In 2016, Hochwald’s revenue declined 5.5% to EUR1.36bn (US$1.55bn), with the company pointing to the pricing trends for dairy products during the year.
Hochwald’s EBITDA stood at EUR53.7m, “slightly above” the level generated in 2015.
The company is focusing on implementing what it has called its “Hochwald 2020” strategy, through which the business is focusing squarely on the dairy sector.
Last spring, Hochwald announced the sale of its canned-sausage and sausage product making subsidiary in Germany to entrepreneur Maximilian Tönnies.

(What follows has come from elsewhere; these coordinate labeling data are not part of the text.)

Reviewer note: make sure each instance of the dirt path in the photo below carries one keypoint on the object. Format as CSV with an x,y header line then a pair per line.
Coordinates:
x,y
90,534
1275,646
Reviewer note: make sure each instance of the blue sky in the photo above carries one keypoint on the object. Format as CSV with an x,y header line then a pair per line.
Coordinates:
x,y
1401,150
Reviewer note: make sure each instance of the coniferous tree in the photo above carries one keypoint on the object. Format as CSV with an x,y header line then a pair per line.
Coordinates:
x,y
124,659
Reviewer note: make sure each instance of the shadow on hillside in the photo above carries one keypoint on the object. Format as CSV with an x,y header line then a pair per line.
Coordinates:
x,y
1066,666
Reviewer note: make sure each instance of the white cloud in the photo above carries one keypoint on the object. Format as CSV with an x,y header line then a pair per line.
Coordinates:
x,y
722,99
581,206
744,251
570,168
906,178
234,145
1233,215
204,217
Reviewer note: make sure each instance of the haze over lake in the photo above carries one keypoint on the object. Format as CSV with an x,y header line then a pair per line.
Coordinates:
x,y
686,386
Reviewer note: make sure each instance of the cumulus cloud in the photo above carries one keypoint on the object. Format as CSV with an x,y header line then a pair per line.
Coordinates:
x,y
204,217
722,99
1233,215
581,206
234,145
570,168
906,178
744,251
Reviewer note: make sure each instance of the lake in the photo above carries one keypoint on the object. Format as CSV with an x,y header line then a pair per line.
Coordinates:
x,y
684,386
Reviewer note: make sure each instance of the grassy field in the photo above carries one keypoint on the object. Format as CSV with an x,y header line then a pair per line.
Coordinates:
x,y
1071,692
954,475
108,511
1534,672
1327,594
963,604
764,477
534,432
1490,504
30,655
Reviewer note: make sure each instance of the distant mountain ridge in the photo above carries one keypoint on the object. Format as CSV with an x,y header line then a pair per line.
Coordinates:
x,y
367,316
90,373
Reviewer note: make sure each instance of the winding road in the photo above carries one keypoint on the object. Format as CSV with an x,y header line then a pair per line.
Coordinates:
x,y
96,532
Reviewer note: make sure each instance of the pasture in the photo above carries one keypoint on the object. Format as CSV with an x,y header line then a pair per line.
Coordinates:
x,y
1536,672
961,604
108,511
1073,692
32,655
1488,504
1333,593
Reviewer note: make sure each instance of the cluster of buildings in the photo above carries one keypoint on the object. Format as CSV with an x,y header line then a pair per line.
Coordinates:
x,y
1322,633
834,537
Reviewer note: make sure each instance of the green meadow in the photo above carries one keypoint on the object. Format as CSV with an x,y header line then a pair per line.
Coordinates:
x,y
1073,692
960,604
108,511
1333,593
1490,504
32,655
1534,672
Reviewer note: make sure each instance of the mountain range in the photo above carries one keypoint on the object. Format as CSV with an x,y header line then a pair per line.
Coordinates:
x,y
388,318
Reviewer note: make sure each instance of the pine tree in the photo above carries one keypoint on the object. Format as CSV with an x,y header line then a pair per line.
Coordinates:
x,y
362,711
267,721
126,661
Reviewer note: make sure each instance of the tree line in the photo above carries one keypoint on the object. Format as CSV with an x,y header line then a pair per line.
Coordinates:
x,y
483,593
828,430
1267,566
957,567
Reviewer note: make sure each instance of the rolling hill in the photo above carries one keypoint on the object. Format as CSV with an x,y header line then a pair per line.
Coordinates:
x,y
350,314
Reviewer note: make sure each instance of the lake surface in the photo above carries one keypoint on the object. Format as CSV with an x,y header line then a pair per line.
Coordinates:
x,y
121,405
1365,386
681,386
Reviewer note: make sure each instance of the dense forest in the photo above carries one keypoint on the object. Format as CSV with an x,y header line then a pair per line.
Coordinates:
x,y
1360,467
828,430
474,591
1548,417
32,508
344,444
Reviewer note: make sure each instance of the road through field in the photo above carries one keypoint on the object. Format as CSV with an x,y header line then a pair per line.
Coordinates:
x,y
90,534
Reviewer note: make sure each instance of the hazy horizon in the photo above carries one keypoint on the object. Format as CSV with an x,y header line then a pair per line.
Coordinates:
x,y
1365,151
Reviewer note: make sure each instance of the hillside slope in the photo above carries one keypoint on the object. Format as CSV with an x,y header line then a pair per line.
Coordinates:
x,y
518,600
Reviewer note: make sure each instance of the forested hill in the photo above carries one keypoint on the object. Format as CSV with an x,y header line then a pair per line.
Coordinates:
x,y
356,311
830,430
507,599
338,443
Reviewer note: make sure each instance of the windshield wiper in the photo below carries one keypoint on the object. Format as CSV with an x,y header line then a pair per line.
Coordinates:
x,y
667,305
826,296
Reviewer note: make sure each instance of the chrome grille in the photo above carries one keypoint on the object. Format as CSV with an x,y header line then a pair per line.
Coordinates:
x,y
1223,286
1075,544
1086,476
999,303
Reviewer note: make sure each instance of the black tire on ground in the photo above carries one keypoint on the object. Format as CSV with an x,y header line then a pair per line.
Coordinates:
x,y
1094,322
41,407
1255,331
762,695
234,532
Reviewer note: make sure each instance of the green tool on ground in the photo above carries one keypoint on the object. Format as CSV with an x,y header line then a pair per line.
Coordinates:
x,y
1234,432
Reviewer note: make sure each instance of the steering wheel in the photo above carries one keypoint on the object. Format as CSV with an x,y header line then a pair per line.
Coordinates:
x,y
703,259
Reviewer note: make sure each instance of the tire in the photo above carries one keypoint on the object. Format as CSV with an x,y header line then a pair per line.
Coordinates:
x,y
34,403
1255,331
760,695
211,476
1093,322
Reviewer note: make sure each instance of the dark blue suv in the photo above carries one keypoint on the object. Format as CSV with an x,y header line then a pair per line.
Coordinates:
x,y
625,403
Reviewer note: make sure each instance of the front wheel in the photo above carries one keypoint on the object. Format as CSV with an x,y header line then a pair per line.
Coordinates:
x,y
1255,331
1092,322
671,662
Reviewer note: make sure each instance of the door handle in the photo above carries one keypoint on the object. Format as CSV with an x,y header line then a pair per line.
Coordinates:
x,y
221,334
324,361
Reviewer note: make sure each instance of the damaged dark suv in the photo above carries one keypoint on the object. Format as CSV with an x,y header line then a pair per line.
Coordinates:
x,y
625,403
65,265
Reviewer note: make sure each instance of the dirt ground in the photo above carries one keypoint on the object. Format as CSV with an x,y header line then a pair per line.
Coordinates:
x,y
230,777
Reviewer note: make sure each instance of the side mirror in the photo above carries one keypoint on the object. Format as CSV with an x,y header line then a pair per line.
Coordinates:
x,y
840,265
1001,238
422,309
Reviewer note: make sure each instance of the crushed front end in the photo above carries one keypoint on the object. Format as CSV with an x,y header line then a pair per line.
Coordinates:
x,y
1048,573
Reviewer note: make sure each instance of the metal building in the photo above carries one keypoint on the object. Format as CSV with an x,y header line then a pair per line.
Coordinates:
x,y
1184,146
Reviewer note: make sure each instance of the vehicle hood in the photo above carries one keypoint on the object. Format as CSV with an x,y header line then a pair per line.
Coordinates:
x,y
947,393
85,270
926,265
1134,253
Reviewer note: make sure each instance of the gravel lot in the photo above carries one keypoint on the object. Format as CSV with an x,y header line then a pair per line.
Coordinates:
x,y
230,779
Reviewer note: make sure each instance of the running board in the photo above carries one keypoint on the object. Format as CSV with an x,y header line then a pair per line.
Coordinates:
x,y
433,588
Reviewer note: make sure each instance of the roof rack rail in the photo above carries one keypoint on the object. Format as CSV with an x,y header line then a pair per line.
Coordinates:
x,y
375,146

At the time, Hochwald said the subsidiary, Hochwald Foods Meppen, was not part of its “core business”, which will continue to concentrate on the processing and distribution of milk and milk products.
Alongside last week’s publication of its 2016 results, Hochwald said its cooperative members had given approval to provide more capital to help finance the company’s “reorientation” to focus on dairy.
Latka said: “We are doing our utmost to implement the Hochwald 2020 strategy, which will sustainably improve the milk price for the members of our cooperative.”